In another way, however, it’s about forgiveness, and how it feels to live when you’re too busy anatomising the past.
Implosion by Issy Flower
Implosion was inspired by a lifetime of watching 60s TV and an interest in the dynamics of marriage. The format of a duologue has allowed the actors
to really dig into their characters and convey the ins and outs of the relationship. So if you like intense, small cast dramas with references to forgotten TV personalities you won’t want to miss it!
Laika by Aliya Gilmore
I’ve always been very afraid of space, irrationally, and in particular dying in space. ‘In space no one can hear you scream’. Nobody can hear you talk, too. No one can hear you say, ‘I love you,’ or ‘I miss you’.When astronauts go up into space there can be no one around them for millions of miles. Laika is a play about loneliness as much as it is about space. It toys with other ideas: the human desire for adventure, folklore, animal rights. But, for me especially, Laika is a play about what it’s like to be alone.
Lungbarrow’s Insomnia by Aidas Zvirblis
A colourful collision of the voices that keep you up at night, Lungbarrow’s Insomnia offers an honest glimpse into the holes we all fall into, and the ways we attempt to get out. The talented cast and crew have turned an insular, isolated place into a play, which invites the audience to examine how they talk to themselves when night falls and they are left with nothing but the flickering of their late night thoughts.
The Landlord’s Arms by Charles Edward Pipe
The Landlord’s Arms started out as a short, one- scene play at DDF Scratch Night 2019. When it was met with laughter, applause, and great reviews I decided to extend it into a one-act play. It was exciting to flesh out the existing characters and create new ones. The Landlord’s Arms is a love letter to classic British comedy, so be prepared for situational comedy with a healthy sprinkling of puns and absurdism.
Green Alert by Ryan King
Green Alert is a parody of Dr Strangelove that satirises attitudes towards the most prevalent threat of apocalypse faced by the modern world: climate change. When eco-terrorists threaten to nuke the planet unless the sea levels stop rising, the President and his top people meet in the White House situation room to coordinate a response. What are they willing to sacrifice to save humanity?
Number Theory by Imogen Usherwood
Number Theory came from a desire to talk more openly about mental health. It follows Evelyn, a maths student with Generalised Anxiety Disorder, the night before an exam when Stella, a personification of that disorder that has been with her since childhood, shows up. Everyone should find something relatable about the play, whether that be academic stress, relationships or medical diagnoses and anything else about mental health.
Tourists by Eliot Ancona
Dee lives in a tent. It’s winter, and a young volunteer is standing in his home. Her name is Allie and she says she wants to help. Dee thinks it isn’t so simple. Over the border in a tiny office, two aid workers hatch a plot. Things are getting worse and the time for action is now – but is it worth risking everything for? Tourists is a play about friendship, tea and war.

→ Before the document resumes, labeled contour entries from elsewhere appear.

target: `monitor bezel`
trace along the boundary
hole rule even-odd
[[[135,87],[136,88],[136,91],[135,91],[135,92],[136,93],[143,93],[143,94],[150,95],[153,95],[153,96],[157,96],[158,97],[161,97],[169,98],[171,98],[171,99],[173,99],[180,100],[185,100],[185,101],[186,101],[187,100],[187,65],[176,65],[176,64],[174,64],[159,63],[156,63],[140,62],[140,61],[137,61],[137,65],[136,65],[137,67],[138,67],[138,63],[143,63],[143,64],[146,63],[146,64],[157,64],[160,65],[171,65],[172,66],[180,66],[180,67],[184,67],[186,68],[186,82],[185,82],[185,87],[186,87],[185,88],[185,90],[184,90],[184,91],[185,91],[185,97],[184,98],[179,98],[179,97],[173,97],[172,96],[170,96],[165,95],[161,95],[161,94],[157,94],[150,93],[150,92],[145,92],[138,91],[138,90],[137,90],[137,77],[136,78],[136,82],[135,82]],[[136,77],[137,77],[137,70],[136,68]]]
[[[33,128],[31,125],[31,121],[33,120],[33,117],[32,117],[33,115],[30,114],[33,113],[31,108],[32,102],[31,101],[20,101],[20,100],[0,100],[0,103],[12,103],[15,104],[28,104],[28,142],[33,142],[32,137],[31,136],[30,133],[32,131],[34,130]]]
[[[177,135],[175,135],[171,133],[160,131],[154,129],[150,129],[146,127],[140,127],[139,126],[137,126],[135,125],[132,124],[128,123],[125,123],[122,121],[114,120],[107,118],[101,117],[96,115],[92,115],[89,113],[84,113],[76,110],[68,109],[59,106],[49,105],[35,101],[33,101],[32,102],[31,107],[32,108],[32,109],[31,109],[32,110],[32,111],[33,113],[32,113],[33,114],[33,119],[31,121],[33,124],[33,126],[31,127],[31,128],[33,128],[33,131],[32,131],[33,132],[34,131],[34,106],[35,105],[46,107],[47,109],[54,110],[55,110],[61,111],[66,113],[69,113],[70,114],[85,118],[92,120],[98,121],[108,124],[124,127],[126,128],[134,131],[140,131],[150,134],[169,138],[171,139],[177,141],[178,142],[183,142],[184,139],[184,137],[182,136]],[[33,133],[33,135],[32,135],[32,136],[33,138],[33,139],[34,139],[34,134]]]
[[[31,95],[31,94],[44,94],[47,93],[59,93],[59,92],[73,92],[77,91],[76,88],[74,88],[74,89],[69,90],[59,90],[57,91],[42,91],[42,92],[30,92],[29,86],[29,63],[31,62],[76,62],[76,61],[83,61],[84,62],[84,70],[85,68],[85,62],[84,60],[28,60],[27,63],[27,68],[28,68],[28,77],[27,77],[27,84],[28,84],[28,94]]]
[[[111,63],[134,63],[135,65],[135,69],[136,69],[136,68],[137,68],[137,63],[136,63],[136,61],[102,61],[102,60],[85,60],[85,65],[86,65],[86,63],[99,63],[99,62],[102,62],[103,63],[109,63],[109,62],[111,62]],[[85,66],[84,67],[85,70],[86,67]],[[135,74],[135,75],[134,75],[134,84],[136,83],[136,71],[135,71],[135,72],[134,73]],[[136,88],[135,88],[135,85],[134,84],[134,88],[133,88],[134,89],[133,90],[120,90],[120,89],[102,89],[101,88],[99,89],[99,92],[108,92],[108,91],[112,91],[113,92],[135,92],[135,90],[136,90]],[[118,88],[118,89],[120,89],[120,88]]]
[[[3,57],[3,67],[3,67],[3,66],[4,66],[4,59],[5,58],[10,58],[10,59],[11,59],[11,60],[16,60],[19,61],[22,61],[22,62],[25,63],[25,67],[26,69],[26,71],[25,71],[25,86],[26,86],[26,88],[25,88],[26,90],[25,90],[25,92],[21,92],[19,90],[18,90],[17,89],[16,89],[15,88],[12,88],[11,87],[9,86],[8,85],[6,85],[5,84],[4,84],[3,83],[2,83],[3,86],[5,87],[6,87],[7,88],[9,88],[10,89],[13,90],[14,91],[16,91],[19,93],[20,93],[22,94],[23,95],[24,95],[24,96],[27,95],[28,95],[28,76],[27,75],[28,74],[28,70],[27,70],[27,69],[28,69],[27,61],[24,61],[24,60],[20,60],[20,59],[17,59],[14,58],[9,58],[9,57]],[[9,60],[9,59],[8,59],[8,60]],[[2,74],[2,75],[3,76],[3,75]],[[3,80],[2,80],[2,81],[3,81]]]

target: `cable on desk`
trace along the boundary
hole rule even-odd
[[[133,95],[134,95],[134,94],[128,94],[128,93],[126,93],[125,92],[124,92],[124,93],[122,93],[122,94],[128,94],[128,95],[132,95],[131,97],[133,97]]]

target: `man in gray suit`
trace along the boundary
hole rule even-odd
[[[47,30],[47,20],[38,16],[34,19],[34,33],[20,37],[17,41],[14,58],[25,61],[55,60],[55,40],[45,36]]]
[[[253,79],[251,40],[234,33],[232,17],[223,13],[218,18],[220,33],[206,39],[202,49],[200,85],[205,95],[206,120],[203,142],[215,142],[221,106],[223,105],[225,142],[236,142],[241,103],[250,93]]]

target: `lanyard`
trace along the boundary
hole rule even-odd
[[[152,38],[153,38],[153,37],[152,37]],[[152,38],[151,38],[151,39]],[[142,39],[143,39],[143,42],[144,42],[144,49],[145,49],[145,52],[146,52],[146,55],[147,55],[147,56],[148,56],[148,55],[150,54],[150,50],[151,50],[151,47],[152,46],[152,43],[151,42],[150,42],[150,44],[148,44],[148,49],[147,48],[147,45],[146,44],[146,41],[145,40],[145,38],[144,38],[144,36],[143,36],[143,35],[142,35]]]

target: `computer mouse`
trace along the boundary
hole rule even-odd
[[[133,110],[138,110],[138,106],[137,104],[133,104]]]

He Never Married by Kane Taylor
This play takes its name from a conventional euphemism in the obituaries of suspected gay bachelors and acts as a timely reminder of the fragility of political ‘progress’ and the necessity of claiming one’s voice and space. The play is based upon the secret love letters of two soldiers during the Second World War, and illustrates the fierce prejudice that was, and is, held for queer people.